William H. Brandenburg is a retired major general in the United States Army.  He last served as deputy commanding general, U.S. Army, Pacific, August 8, 2003. Prior to his last assignment, he was deputy commanding general for training and readiness, I Corps and Fort Lewis. From November 29, 2004, until December 1, 2005, he deployed to Iraq as deputy commanding general (detainee operations) and commanding general, Task Force 134.
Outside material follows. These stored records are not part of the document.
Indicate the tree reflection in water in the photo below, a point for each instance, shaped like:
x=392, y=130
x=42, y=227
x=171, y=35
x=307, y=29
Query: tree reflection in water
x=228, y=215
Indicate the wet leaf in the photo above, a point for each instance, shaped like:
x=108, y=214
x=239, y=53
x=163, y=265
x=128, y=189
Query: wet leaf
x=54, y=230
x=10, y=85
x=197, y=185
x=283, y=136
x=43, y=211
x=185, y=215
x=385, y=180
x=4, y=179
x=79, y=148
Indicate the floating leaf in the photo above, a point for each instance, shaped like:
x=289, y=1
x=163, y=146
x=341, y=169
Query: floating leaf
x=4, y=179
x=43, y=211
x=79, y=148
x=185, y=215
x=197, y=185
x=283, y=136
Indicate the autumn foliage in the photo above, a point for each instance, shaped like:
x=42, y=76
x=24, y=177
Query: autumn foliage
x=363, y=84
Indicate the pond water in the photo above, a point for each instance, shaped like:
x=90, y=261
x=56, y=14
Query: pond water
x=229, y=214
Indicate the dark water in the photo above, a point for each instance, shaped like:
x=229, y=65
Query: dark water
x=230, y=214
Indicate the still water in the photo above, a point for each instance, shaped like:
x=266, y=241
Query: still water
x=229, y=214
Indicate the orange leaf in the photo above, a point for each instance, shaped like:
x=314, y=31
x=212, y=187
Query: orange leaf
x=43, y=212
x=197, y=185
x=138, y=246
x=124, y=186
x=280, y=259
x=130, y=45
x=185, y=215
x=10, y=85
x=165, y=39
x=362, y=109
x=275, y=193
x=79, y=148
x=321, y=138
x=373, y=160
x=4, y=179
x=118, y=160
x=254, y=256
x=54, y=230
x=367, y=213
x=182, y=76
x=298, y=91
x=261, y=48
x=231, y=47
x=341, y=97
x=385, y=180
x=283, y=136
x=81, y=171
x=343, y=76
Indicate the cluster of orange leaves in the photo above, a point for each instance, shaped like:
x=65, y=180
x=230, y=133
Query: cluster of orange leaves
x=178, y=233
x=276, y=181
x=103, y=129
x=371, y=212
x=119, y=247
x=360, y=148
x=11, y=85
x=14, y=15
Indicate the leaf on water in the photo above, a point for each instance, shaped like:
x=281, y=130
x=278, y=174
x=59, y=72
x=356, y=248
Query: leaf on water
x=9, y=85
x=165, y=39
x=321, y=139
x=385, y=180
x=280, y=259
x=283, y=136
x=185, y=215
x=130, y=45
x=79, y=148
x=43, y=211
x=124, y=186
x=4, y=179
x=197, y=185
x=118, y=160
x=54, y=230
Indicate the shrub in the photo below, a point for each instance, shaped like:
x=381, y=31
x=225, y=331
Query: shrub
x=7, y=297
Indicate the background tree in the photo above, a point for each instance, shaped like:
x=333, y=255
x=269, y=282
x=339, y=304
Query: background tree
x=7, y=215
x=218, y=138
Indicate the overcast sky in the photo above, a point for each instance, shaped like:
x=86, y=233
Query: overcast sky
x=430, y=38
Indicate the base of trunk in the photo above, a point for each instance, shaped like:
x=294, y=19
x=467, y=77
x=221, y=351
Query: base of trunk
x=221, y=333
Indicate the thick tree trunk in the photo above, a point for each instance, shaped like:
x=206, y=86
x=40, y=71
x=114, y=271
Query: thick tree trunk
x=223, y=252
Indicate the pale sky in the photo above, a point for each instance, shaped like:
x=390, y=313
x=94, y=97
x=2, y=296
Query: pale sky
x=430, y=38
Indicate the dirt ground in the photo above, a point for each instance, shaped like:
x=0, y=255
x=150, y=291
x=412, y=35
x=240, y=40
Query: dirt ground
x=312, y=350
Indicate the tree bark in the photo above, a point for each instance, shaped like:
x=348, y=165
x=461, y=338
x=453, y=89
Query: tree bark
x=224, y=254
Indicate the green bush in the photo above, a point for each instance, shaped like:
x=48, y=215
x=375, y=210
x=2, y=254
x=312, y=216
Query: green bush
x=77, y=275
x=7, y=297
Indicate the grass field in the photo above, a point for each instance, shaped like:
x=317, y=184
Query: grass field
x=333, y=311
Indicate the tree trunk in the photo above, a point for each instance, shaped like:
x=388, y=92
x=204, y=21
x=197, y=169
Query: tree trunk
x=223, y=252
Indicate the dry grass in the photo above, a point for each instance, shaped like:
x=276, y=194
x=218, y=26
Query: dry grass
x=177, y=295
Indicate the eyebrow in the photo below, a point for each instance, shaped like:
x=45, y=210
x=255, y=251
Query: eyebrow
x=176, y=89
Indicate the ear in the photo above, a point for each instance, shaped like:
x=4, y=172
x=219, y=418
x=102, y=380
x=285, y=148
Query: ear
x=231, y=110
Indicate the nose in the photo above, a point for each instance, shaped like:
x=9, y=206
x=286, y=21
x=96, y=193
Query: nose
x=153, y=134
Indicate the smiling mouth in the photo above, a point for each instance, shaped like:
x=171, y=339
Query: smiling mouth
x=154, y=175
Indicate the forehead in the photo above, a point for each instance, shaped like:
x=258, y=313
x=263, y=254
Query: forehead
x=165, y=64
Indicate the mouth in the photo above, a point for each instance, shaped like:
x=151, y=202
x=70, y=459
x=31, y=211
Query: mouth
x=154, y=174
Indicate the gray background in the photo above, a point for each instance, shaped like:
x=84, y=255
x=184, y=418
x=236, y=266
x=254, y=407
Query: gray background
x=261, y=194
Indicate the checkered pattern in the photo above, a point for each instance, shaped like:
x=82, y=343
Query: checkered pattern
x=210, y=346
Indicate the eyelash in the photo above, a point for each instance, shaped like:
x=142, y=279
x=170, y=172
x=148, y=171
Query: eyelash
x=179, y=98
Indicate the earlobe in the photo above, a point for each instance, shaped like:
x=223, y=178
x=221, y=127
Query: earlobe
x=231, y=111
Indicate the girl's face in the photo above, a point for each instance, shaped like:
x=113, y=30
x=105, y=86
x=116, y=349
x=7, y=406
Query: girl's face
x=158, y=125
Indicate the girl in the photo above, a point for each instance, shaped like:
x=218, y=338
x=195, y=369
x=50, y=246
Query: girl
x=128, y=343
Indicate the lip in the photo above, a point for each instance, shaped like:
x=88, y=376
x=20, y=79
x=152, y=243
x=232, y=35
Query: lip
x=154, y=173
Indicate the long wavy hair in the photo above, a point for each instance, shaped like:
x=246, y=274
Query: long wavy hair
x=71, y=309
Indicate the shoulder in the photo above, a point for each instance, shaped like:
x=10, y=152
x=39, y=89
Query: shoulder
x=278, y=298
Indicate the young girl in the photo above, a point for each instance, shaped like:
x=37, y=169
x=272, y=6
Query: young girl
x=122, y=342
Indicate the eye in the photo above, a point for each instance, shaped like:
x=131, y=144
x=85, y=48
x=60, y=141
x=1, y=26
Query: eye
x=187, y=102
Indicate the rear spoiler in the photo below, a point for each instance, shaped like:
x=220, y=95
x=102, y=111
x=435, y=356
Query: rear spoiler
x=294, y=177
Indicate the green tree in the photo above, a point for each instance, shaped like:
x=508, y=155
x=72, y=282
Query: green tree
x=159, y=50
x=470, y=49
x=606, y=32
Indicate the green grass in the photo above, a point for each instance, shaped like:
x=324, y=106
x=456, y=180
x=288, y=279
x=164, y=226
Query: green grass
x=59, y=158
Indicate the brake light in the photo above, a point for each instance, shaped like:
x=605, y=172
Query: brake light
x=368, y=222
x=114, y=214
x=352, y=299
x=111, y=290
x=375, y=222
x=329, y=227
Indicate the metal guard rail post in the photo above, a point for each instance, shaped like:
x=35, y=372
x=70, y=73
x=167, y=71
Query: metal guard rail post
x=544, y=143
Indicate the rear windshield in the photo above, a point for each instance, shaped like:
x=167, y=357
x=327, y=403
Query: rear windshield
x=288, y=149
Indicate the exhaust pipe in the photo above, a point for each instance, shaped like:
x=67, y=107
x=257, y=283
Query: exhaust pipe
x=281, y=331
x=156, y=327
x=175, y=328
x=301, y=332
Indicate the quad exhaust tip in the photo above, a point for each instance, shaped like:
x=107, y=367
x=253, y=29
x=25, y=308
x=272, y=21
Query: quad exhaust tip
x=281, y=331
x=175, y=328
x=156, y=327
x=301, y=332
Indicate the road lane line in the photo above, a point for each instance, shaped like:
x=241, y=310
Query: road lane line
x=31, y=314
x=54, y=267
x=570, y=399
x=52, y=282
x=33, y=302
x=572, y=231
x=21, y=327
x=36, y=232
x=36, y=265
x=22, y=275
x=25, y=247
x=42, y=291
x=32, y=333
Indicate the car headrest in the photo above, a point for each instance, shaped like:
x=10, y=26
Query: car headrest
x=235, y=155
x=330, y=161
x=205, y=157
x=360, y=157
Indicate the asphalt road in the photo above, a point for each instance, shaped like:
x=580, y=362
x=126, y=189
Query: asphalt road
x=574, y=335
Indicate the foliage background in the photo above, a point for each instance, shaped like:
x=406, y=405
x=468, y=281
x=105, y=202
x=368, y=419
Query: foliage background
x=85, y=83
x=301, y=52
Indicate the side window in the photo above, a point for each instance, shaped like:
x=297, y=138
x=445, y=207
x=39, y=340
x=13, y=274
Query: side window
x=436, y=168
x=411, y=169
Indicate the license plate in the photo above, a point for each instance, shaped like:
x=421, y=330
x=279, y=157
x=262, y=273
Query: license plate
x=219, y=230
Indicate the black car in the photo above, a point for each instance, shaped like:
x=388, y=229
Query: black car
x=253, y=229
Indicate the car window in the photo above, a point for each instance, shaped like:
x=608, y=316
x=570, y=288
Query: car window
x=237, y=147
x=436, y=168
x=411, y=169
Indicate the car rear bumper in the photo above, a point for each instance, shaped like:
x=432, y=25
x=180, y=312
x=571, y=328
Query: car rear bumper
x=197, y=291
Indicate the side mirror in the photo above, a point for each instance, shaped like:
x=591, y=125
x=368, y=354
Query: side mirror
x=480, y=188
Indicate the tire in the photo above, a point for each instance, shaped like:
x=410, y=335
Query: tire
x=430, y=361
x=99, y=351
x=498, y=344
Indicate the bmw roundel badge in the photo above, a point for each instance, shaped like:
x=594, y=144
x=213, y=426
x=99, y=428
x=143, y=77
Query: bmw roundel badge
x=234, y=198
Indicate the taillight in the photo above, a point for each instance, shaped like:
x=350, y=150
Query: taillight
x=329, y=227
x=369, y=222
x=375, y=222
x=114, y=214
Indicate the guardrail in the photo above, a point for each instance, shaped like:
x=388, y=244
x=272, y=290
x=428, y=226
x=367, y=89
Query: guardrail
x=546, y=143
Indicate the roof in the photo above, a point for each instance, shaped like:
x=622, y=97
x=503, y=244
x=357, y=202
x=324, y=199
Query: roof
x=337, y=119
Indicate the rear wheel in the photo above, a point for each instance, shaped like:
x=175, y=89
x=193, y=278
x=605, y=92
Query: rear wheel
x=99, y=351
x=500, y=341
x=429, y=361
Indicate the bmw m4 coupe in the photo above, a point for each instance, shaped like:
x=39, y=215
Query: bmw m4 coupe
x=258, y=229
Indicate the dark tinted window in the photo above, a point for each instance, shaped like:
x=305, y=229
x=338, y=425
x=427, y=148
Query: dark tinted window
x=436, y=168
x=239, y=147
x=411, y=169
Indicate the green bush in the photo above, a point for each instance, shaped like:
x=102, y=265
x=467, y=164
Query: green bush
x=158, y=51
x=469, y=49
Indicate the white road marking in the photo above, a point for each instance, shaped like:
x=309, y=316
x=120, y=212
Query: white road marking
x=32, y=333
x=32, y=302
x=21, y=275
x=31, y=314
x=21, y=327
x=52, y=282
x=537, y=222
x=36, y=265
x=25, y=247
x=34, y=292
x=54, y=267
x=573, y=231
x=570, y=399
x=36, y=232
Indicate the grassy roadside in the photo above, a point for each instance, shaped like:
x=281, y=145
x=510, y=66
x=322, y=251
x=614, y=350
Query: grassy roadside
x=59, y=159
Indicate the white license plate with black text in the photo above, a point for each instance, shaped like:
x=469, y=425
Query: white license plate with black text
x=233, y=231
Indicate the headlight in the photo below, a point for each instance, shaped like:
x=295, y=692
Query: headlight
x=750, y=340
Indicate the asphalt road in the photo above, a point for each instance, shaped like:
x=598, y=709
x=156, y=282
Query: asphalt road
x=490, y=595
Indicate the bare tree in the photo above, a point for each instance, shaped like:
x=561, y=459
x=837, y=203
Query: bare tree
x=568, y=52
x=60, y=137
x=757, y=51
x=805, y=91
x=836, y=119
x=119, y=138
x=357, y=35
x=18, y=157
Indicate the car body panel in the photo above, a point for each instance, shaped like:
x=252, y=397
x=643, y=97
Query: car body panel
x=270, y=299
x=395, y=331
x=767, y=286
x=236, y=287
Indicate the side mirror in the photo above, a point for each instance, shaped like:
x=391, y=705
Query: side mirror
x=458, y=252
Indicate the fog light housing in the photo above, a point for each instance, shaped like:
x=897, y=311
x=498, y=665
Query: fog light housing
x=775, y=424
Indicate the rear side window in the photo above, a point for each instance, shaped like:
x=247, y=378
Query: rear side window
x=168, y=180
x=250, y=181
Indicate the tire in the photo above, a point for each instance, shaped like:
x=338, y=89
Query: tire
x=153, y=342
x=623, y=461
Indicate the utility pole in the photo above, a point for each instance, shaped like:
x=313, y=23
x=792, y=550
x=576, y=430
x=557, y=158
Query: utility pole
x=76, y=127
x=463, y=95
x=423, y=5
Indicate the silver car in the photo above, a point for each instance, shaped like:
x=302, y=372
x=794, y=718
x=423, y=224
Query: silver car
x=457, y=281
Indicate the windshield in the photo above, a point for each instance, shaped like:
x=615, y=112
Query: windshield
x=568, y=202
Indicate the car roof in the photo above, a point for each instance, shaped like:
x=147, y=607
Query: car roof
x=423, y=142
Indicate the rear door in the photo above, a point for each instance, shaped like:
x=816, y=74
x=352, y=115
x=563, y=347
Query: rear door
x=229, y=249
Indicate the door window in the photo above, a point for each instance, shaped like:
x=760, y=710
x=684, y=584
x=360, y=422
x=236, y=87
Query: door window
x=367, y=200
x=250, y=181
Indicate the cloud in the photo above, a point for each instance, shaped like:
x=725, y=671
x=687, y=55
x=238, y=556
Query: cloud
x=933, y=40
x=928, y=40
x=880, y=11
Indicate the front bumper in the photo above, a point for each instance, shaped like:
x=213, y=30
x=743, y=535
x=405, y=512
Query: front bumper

He is a native of Elloree, South Carolina. He is a 1973 graduate from The Citadel, where he received a commission in infantry.  He is the son of Brigadier General William H. Brandenburg Sr., (The Citadel, 1943) and Doris Brandenburg, who served as a nurse during World War II. He currently resides in Hawaii with his wife Sybil.  The couple has one son.

Assignments
4th Infantry Division (Mechanized)
1st Battalion, 22d Infantry, 4th Infantry Division (Mechanized)
Assistant S-3 (Operations), 1st Brigade, 4th Infantry Division (Mechanized)
Schofield Barracks, Hawaii
Commander of C Company, 1st Battalion, 19th Infantry, 25th Infantry Division
Commander, Combat Support Company, 1st Battalion, 19th Infantry, 25th Infantry Division
Assistant S-3 (Operations), 1st Brigade, 25th Infantry Division
Fort Hood, Texas
Materiel Officer, Armor Support Battalion (General Support), 13th Support Command (Combat)
Executive Officer, Armor Support Battalion (General Support), 13th Support Command (Combat)
S-3 (Operations), 1st Battalion, 5th Cavalry, 1st Cavalry Division
Executive Officer, 1st Battalion, 5th Cavalry, 1st Cavalry Division
Fort Benning, Georgia
Chief, Bradley Fighting Vehicle New Equipment Training Team
Doctrine Writer and Chief, Doctrine Division, United States Army Infantry School
Germany (June 1991)
Commander, 1st Battalion, 15th Infantry, 3d Infantry Division (Mechanized), United States Army Europe and Seventh Army
Camp H.M. Smith, Hawaii
Plans Officer for Programs, Requirements, and Force Structure, J5, United States Pacific Command
Fort Stewart, Georgia
Commander, 1st Brigade, 3d Infantry Division (Mechanized) until August 1998
Germany
Chief of Staff, V Corps
Deputy Chief of Staff (Operations), Allied Command Europe Rapid Reaction Corps

Retirement
MG Brandenburg's retirement ceremony was held at Fort Shafter, Hawaii, on January 5, 2008, and his retirement became effective on March 1, 2008.  The ceremony was hosted by Lieutenant General John M. Brown III, commanding general, United States Army Pacific Command. During the ceremony MG Brandenburg was awarded the Defense Distinguished Service Medal as well as letters of appreciation from President George W. Bush,  General George Casey, and General Richard Cody.

Education and awards
Major General Brandenburg holds a master's degree in management. He is a graduate of the Infantry Officer Basic Course, Armor Officer Advanced Course, Ordnance Officer Advanced Course, Command and General Staff College, and the Air War College.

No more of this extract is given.